Q&A with Director of Veterans Services, Ryan Ahl

Issue Date: 
November 2, 2015

The Office of Veterans Services supports veterans enrolled in the University of Pittsburgh by offering programs designed to ease the transition from military service to academic life. Director Ryan Ahl spoke with the Pitt Chronicle’s Matt Cichowicz about how his experiences as a soldier and a student led him to helping other veterans as they pursue higher education.

What attracted you to the military?

Ryan Ahl

I grew up in a military family. My father served 20 years in the United States Air Force. From a young age, I had wanted to serve my country and be a part of something bigger than myself. I was a senior in high school when the Sept. 11 terrorist attacks occurred, and that had a huge impact on me. As soon as I was able, I enlisted in the United States Army to be an infantry soldier. The military has a fantastic reputation for training and preparing servicemen and women to accomplish purposeful missions under any circumstances. The chance to be a part of an institution like that was very attractive to me, as was the great camaraderie and privilege of serving my country. 

Where have you served?

Tikrit, Iraq, 2004-2005; Taji, Iraq, 2009

What impact has military service had on your life?

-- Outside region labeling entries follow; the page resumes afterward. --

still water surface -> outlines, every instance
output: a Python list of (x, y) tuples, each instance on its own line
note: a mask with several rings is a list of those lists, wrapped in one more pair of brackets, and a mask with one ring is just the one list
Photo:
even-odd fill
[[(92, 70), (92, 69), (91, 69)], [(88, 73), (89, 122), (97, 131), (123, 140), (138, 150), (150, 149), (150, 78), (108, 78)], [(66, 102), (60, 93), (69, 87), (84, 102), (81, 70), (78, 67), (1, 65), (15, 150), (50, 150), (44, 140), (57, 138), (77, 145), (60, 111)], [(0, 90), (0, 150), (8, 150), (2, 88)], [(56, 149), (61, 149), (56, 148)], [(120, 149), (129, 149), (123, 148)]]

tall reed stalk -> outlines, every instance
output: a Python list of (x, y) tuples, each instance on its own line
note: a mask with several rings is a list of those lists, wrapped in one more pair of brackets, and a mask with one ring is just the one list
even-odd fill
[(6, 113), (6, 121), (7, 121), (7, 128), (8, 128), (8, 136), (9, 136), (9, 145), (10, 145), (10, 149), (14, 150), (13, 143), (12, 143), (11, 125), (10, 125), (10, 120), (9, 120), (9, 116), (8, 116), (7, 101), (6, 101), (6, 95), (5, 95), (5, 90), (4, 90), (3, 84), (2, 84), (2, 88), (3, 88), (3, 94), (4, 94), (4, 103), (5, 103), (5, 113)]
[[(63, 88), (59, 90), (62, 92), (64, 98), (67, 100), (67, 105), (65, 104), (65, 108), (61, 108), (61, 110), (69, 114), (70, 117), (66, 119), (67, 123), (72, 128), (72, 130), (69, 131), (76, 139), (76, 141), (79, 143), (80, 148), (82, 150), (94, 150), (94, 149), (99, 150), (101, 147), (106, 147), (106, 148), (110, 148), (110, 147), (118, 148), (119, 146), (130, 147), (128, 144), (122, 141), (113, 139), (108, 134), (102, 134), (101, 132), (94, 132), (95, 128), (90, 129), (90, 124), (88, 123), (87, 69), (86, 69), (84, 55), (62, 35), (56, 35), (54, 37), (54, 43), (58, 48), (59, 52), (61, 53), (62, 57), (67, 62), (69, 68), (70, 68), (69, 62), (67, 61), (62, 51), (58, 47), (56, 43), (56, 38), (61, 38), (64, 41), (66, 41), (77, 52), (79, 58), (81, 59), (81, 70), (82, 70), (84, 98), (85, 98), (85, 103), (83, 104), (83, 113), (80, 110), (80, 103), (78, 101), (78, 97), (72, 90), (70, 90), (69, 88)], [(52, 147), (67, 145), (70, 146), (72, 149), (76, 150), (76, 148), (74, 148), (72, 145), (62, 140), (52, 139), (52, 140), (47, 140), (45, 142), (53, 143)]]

It has certainly made me a better and stronger person. The military provided me with the training, experience, and opportunities to help me mature as a person and as a leader. It also gave me lifelong friends who I know I can count on for anything. It opened my eyes to the experiences that so many other people in the world go through, especially in a war zone. Those experiences offer a lot of perspective on life and what is important.  

What brought you to Pitt, and what do you enjoy most about working here?

Shortly after I finished my graduate degree in education at Slippery Rock University, I was looking for local career opportunities in higher education. When I saw the opening at Pitt, I was very excited. I knew that I could connect with the students on a personal basis and be helpful in guiding them through their transition to higher education and navigating their military educational benefits. Additionally, the commitment that Pitt has shown to the military and veteran community through the Office of Veterans Services was very attractive to me. 

How many veterans on the current G.I. bill are at Pitt, and what is the most popular service they use at the Office of Veterans Services?  

There are more than 500 veteran and military-affiliated students on the Pittsburgh campus and more than 700 throughout the entire Pitt system. These include veterans, active duty service members, National Guard and Reservists, and military family members. The Office of Veterans Services offers a wide array of student services, including assistance in applying to the University and in using their military education benefits, career services, and veteran alumni functions. Of those, the most widely used service is assistance in navigating the complex military education benefits process. 

What are some of the challenges for veterans pursuing higher education?

As nontraditional students, veterans face some unique challenges in pursuing higher education. They are older than traditional students and typically have careers, families, or other activities outside of school. There may have been a significant amount of time since the veteran student was last enrolled in an educational institution and when they arrive at the University of Pittsburgh. Additionally, orienting themselves to a new institution can be challenging, which is why the Office of Veterans Services hosts an orientation and transition workshop for all new veteran students. 

There also are significant differences between how a veteran was trained in the military and how he or she is expected to learn in a university setting. Nevertheless, veterans have shown that they are very successful students. The strengths that they develop in the military such as mission orientation, teamwork, time management, and attention to detail serve them well in their transition to student life.